Well, 29 out of 100 isn't bad. Well above the average really.

Anyone who reads this blog and has a blog, you're tagged. And if I don't know you read this blog, then tell me so we can compare our lists! :)

3 comments:

The Seeker said...

Did you WANT to read the Jane Austen books or did someone make you? ^o)
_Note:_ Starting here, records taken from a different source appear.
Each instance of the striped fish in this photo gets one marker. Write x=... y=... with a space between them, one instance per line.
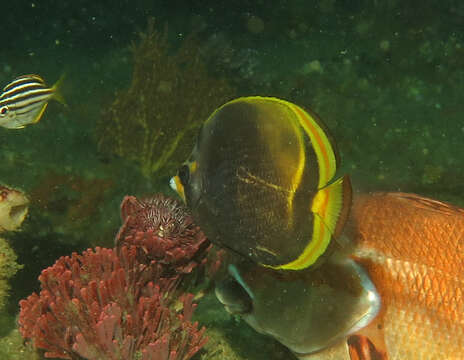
x=24 y=100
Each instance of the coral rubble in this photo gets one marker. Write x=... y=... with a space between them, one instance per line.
x=120 y=303
x=155 y=121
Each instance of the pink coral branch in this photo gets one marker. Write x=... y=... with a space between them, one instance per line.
x=115 y=304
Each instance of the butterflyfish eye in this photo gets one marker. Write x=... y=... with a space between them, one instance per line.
x=3 y=110
x=184 y=174
x=267 y=183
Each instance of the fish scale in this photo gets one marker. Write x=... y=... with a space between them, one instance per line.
x=412 y=250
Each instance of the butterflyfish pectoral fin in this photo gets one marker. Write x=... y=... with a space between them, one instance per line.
x=368 y=343
x=361 y=347
x=330 y=207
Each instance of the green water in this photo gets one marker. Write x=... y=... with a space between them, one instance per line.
x=386 y=77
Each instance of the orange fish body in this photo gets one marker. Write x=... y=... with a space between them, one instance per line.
x=413 y=250
x=392 y=291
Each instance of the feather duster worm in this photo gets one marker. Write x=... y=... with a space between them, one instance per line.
x=111 y=304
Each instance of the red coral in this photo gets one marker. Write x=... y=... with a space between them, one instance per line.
x=164 y=230
x=115 y=304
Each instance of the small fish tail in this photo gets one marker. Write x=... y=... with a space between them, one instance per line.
x=57 y=90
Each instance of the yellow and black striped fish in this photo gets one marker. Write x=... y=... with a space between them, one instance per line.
x=260 y=181
x=25 y=99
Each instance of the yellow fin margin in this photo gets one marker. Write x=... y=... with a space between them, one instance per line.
x=329 y=207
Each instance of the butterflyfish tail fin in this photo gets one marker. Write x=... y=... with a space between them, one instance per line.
x=57 y=95
x=332 y=204
x=330 y=208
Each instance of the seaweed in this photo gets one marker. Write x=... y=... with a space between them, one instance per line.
x=154 y=123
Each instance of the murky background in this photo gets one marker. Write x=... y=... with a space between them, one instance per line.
x=386 y=77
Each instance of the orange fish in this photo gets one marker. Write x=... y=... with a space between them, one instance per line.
x=393 y=290
x=413 y=250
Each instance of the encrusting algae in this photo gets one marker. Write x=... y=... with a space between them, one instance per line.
x=155 y=121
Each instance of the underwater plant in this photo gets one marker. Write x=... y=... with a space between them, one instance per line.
x=13 y=210
x=125 y=302
x=155 y=121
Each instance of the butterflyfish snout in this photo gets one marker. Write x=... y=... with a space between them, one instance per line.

And Watership Down is also an animated movie. Maybe that's how you know it.

R said...

eugh, jane austen - they're just pre-MBs. yugh.

ANC said...

Let me know what you think of The Heart of Darkness by Conrad. I've always heard extreme reviews about it. Personally, I hated the way it was written. I'm sorry, but I don't want a 3 page description of the damn river. Instead, it would be nice to know what was going on with the PEOPLE around the river, thank you very much!